Sonnolenza. Dalla ripresa sarebbe lecito aspettarsi qualcosa di più, un qualche tipo di variazione sul tema del lancio lungo e pedalare. Una scossa che probabilmente potrebbe venire anche dalla panchina. Invece, al rientro dagli spogliatori dopo l’intervallo, si ripresentano in campo gli stessi ventidue che hanno affrontato la prima frazione. E la trama non cambia. Il Bassano non è mai pericoloso, solo al 9’ un buon cross di Fabiano viene indirizzato verso la porta dei padroni di casa da Graziani ma la conclusione non impensierisce Calligaro. Da questo momento il Soccer Team aumenta la pressione ma le uniche cose che riescono, come già riportato, sono alcuni cross dei terzini Veronese e Basso. I giallorossi ci mettono anche una certa dose di determinazione ma la Sacilese difende con ordine e non rischia praticamente mai. Al 28’ Roselli gioca la carta La Grotteria ma, a sorpresa, invece che uno spento Graziani è Guariniello quello richiamato in panchina. Scelta curiosa visto che l’attaccante è costantemente il giocatore più pericoloso di questo scorcio di stagione. La decisione, forse dettata dall’intento di aumentare la potenza nel gioco aereo non viene, però, premiata da adeguati rifornimenti.
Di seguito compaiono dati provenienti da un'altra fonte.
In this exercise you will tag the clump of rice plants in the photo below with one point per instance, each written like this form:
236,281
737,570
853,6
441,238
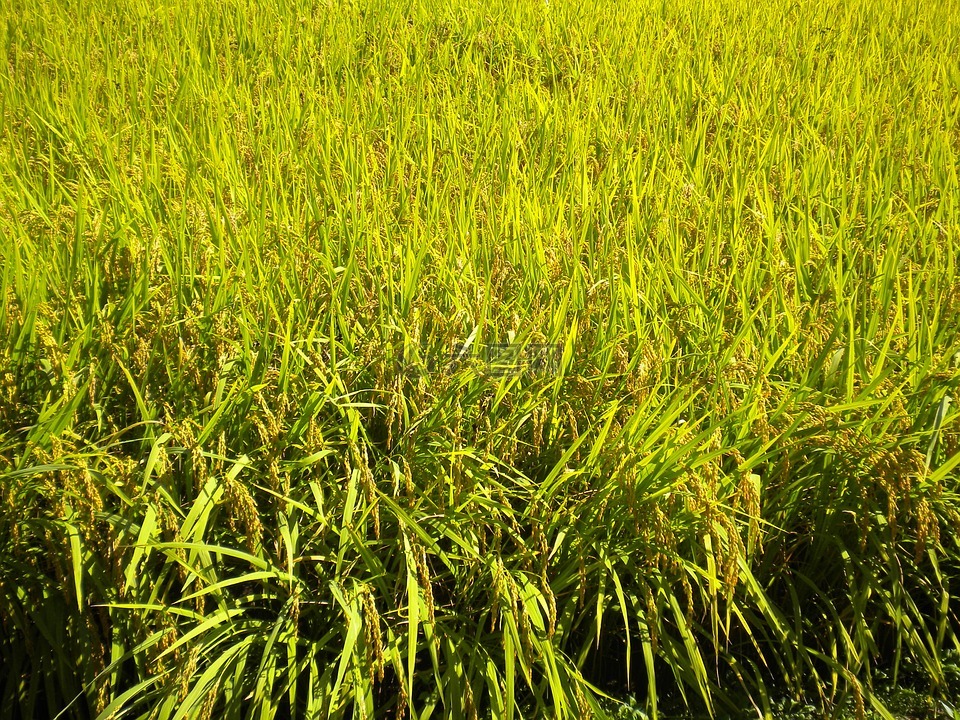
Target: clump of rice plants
255,260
Al 34’ si rivede il figliol prodigo: Andrea Chiopris Gori torna in campo dopo l’accantonamento estivo. Ma, anche qui a sorpresa, invece che Beccia viene sostituito Fabiano. Il punto interrogativo rimane perché un pizzico di spregiudicatezza in più sarebbe servito per cercare un minimo di forcing finale. La gara termina così con un inconsistente zero a zero che fa felici i padroni di casa, all’inseguimento di una salvezza tranquilla, ma che dimostra che i bassanesi sono solo lontani parenti della squadra che dovrebbero essere.
Le pagelle
Vecchio 7. Partita da 6,5 ma mezzo voto in più perché rimane in campo 90’ dopo un anno e mezzo d’assenza dai campi di gioco per il brutto infortunio. Forte di testa, sradica palloni in gran quantità, una diga in mezzo al campo. Dimostra anche di avere grande personalità. Ci sbilanciamo: se non ha problemi fisici sarà titolare inamovibile.
Favret 6,5. Non avrà piedi di velluto ma stavolta corre e tampona ovunque. In un paio di circostanze si lancia palla al piede. In crescita.
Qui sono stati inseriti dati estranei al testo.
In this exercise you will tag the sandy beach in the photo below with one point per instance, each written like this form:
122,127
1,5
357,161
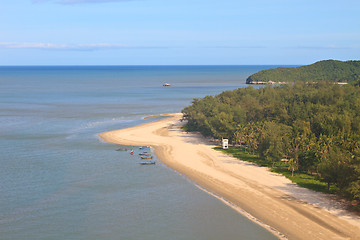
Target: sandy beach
288,211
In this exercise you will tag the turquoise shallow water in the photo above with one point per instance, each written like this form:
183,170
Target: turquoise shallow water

Veronese 7. Spinge con costanza sull’out sinistro e va a crossare più di tutti. Grintoso e determinato nel chiudere sugli avversari anche se il Favero non è il peggior attaccante con il quale si è battuto.
Graziani 5. Troppo lento e impacciato. Molle nei contrasti fisici, il massimo che gli riesce è procurarsi qualche fallo. Fatica anche nel gioco aereo che dovrebbe essere la sua specialità.